The next morning I went out at six and crossed the plain to the south, passing the carbonized wrecks of the weekend’s accidents, the rivers and the poplar plantations stretching as far as the eye could see, a cluster of neo-Gothic villas, a hospital, tire warehouses, a restaurant-hotel, abandoned fields, a farmhouse, an organic pig farm, a pharmaceutical lab, a gated residential community, a (pretty decent) mall. When I got to the ridge of the Ossiglia house, up in the hills thirty-five miles from my home, the light was metallic, the air fresh, and I was wearing a fat winter jacket; the Poles asked me if I felt okay. From Witold’s expression, I could tell that I had forgotten to bring something that I should have remembered. I pretended to look for the thing in the back of the R4 for a long time while I struggled to reconstruct last night’s phone call, and finally I remembered what had taken place here several mornings ago, before we happened to go meet Mr. Rossi at Villa Renal.

That day the garden we were finishing seemed disastrous and ugly, and I paced it up and down four times without managing to explain to Witold why I was so disgusted. I had known for a week, or maybe a month, but I had ignored the problem, hoping that it would solve itself. It didn’t. I shook my head mutely and swung my arms around.

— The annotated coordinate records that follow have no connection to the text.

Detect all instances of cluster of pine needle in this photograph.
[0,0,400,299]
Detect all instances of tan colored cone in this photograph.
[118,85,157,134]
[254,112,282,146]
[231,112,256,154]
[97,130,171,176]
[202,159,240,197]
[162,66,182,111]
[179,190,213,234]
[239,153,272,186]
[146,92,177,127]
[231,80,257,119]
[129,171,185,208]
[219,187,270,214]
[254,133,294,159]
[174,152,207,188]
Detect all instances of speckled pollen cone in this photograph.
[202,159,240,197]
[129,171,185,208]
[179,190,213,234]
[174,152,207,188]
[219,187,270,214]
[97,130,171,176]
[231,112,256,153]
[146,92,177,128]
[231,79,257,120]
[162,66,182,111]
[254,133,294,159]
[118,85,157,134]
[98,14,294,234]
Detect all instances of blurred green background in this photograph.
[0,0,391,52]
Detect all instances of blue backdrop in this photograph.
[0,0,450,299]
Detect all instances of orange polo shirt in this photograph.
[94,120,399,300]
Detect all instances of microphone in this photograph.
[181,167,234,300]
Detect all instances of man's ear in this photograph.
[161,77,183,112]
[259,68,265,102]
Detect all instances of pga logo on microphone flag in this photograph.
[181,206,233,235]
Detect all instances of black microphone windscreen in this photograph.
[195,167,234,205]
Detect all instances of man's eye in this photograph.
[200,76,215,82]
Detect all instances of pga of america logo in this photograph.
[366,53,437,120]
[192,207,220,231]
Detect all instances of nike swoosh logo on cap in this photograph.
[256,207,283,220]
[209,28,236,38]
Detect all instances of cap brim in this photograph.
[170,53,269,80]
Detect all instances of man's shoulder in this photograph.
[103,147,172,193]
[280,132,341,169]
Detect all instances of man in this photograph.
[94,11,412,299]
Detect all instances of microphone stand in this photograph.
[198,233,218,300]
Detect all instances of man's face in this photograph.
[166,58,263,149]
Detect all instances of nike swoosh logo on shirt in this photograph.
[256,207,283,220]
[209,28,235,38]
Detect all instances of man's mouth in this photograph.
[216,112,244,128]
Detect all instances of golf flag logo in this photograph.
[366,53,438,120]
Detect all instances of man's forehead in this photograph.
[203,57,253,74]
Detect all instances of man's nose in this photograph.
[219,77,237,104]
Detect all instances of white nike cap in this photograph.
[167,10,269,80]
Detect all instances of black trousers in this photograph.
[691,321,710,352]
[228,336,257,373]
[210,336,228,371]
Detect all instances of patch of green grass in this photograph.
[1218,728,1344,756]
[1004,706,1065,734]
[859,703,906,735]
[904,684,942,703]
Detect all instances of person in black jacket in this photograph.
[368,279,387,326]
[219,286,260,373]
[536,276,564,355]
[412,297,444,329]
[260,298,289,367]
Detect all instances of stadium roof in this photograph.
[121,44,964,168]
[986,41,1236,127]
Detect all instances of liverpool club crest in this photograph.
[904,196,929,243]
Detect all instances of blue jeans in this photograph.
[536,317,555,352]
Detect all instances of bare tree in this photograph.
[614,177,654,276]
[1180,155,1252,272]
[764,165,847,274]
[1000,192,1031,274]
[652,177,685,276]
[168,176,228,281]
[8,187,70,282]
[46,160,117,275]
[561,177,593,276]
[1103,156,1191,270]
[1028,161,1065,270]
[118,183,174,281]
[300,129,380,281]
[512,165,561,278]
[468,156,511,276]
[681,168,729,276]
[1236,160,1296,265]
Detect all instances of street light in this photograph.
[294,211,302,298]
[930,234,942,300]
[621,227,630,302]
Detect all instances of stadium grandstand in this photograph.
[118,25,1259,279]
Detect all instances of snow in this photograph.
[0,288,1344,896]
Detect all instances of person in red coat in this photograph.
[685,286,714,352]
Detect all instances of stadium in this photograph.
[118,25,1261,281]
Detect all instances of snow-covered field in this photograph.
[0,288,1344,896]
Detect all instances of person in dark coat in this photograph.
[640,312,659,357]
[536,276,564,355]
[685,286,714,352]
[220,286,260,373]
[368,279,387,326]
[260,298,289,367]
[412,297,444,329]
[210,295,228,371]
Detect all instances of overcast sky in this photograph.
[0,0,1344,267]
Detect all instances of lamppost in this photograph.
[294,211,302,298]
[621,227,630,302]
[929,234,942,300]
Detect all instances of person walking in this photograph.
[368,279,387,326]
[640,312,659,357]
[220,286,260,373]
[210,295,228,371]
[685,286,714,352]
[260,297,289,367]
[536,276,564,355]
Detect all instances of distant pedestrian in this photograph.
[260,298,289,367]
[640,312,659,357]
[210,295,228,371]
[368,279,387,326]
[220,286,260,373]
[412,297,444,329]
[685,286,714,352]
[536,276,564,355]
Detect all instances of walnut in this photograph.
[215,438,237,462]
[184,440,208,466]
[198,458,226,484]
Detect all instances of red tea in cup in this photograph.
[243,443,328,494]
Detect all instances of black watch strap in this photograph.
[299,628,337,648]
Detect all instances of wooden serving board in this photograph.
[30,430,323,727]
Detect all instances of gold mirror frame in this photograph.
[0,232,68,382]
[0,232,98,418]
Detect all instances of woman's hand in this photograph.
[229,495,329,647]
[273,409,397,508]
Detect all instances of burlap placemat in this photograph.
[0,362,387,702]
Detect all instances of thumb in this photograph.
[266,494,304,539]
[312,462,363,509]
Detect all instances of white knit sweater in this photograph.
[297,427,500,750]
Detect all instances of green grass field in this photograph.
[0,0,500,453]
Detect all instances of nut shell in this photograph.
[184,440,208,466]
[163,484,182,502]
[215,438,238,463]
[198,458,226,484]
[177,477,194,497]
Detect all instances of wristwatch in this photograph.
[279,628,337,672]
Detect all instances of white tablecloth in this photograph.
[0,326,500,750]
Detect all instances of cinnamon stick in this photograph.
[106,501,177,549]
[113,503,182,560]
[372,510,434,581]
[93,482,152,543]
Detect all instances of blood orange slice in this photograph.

The garden’s whole dynamic and the dialogue among its parts were ruined by one corner, one hinge that I hadn’t figured out how to build right, and the garden couldn’t unfold, couldn’t develop; one single microscopic patch of earth — fifteen misconceived, defective square yards — was ruining everything; like a fishbone stuck in your throat, this thing kept the garden from talking and breathing. I sat down on one of the four teak chaise longues and closed my eyes. Witold pretended to be completely absorbed in his work, unloading material from the R4 without looking my way.